2007 No Country for Old Men
Not simply a great adaptation of Cormac McCarthy's book but a better summation of the author's themes (which, frankly, are more elegantly expressed elsewhere). The Coens barely have to tweak their hip cynicism to encapsulate McCarthy's apocalyptic humanism, proving how adept the were with people despite the constant cries of their supposed hatred of their characters. It contains the usual Coen brothers anitclimax, but here the lens pulls back and captures the full scope of their blunt conclusions. Ennis' withering speech to Bell at the end says as much about tut-tutting over violence in the brothers' films as it does the "vanity" of believing one's own forming days to be idyllic and superior to the next generation's. Besides all that, it's also the formal achievement of American filmmaking in the previous decade and a stark but defining showcase for the power of editing over easier routes of audience manipulation (i.e. music cues).
I considered listing Synecdoche New York here, but I'm having doubts about listing Certified Copy as a 2010 film so let's just go with this equally wonderful Kiarostami film that deconstructs the nature of cinema with nothing more than reaction shots. But can they really be called reaction shots when we don't have the action shots for the characters to respond to? Shirin is so simple as to be avant-garde, but as is always the case with Kiarostami, the focus remains with character and humanity. He breaks down Persian art to its essence, then finds how it still connects to modern Iranians and, as can be seen with Juliette Binoche's cameo, those beyond its borders.
2009 Inglourious Basterds
Quentin Tarantino's love letter to cinema doubles as the smartest (and most satiric) deconstruction of the war film since Small Soldiers. Buried beneath the revenge fantasy of killing Hitler are uncomfortable parallels for the "fight terrorism with terrorism" mentality of America's operations in the Middle East and the bloodthirst of Israel's policies (Jews carving swastikas into Nazis a disturbing inversion of SS soldiers slicing Stars of David into rabbis).
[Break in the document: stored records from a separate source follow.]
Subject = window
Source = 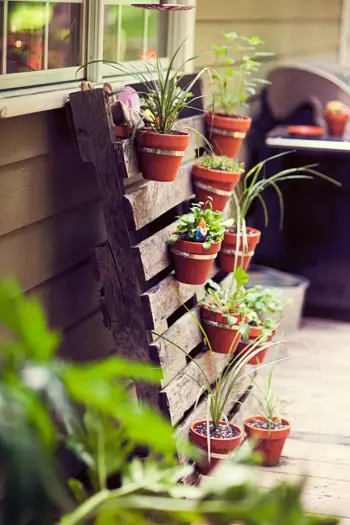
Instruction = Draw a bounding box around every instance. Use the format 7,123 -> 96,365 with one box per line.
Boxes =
0,0 -> 167,90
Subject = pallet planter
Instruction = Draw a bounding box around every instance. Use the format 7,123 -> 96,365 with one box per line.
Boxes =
70,81 -> 253,466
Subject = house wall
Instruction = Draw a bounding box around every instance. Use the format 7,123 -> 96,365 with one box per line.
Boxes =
0,109 -> 113,360
195,0 -> 342,74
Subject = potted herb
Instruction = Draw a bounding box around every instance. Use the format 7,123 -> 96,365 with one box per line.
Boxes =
244,363 -> 291,466
201,267 -> 248,355
238,285 -> 286,365
324,100 -> 350,137
206,33 -> 272,157
192,155 -> 244,211
167,200 -> 232,284
219,153 -> 341,273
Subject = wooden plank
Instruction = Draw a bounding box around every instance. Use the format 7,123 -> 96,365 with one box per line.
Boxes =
0,113 -> 50,166
59,311 -> 115,362
0,155 -> 98,235
150,307 -> 202,387
0,202 -> 106,291
124,162 -> 193,230
132,221 -> 177,281
141,275 -> 203,330
28,261 -> 99,330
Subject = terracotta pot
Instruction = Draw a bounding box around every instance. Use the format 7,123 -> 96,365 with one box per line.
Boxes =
192,164 -> 241,211
202,306 -> 242,356
136,130 -> 190,182
219,228 -> 261,273
244,416 -> 290,467
205,113 -> 252,158
114,124 -> 133,139
324,111 -> 349,137
237,326 -> 274,365
170,240 -> 221,284
189,419 -> 242,474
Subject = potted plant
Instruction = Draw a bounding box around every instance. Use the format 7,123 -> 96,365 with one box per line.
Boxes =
324,100 -> 350,137
244,363 -> 291,466
192,155 -> 244,211
201,267 -> 252,355
167,199 -> 232,284
206,33 -> 272,157
219,153 -> 341,273
237,285 -> 286,365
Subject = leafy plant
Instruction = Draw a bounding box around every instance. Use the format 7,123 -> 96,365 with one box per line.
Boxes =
326,100 -> 350,115
195,155 -> 244,173
212,32 -> 273,115
167,200 -> 233,250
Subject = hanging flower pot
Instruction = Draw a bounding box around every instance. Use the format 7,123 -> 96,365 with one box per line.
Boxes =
202,305 -> 242,356
219,228 -> 261,273
206,113 -> 252,158
136,129 -> 190,182
189,419 -> 242,475
192,155 -> 244,211
324,100 -> 350,137
244,416 -> 290,467
170,239 -> 221,284
237,326 -> 274,365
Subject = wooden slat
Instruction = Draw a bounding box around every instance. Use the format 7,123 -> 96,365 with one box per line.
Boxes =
59,311 -> 115,361
150,307 -> 202,386
160,350 -> 237,425
0,202 -> 106,291
0,155 -> 97,235
141,275 -> 201,330
28,261 -> 99,330
0,111 -> 50,166
124,162 -> 193,230
132,221 -> 177,281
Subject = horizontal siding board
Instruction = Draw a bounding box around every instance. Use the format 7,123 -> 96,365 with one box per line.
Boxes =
0,201 -> 106,291
0,155 -> 98,235
196,0 -> 342,21
27,260 -> 100,330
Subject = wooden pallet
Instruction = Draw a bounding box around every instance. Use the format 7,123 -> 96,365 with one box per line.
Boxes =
70,79 -> 250,450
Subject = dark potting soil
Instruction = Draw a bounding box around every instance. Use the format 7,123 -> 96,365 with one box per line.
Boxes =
249,420 -> 288,430
196,421 -> 239,439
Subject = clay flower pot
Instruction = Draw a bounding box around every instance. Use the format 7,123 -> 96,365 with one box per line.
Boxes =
192,164 -> 241,211
205,113 -> 252,158
324,111 -> 349,137
189,419 -> 242,474
219,228 -> 261,273
136,129 -> 190,182
244,416 -> 290,467
202,306 -> 242,356
237,326 -> 274,365
170,239 -> 222,284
Tarantino literalizes the power of propaganda at the end by essentially killing Nazis with film, but the inferno of inflammable film stock also proves a Viking funeral for the old way of moviemaking that Tarantino cannot bear to see die. Probably the smartest piece of high-concept mainstream American filmmaking since A.I.
2010 The Social Network
Fincher's Social Network is not his masterpiece (paging Zodiac), but it best demonstrates his remarkable ability to make mainstream entertainment without sacrificing anything. Whatever hardships he endured cutting his teeth on the ill-fated Aliens sequel, Fincher has now proved his capacity for immaculate formalism in crowd-pleasing pictures. Fincher and Sorkin balance each other out, and together they find the core of their insecure protagonist, a middle-class kid who must prove himself against staid institutions and bloodlines but winds up so paranoid about it that he ultimately loses sight of himself in order to prove his worth to the one person who's ever truly be unimpressed by him. In the wake of the economic collapse, seeing the next wave of moguls behaving like the spoiled and arrogant children they are gives some clues as to how the previous generation's problems came about.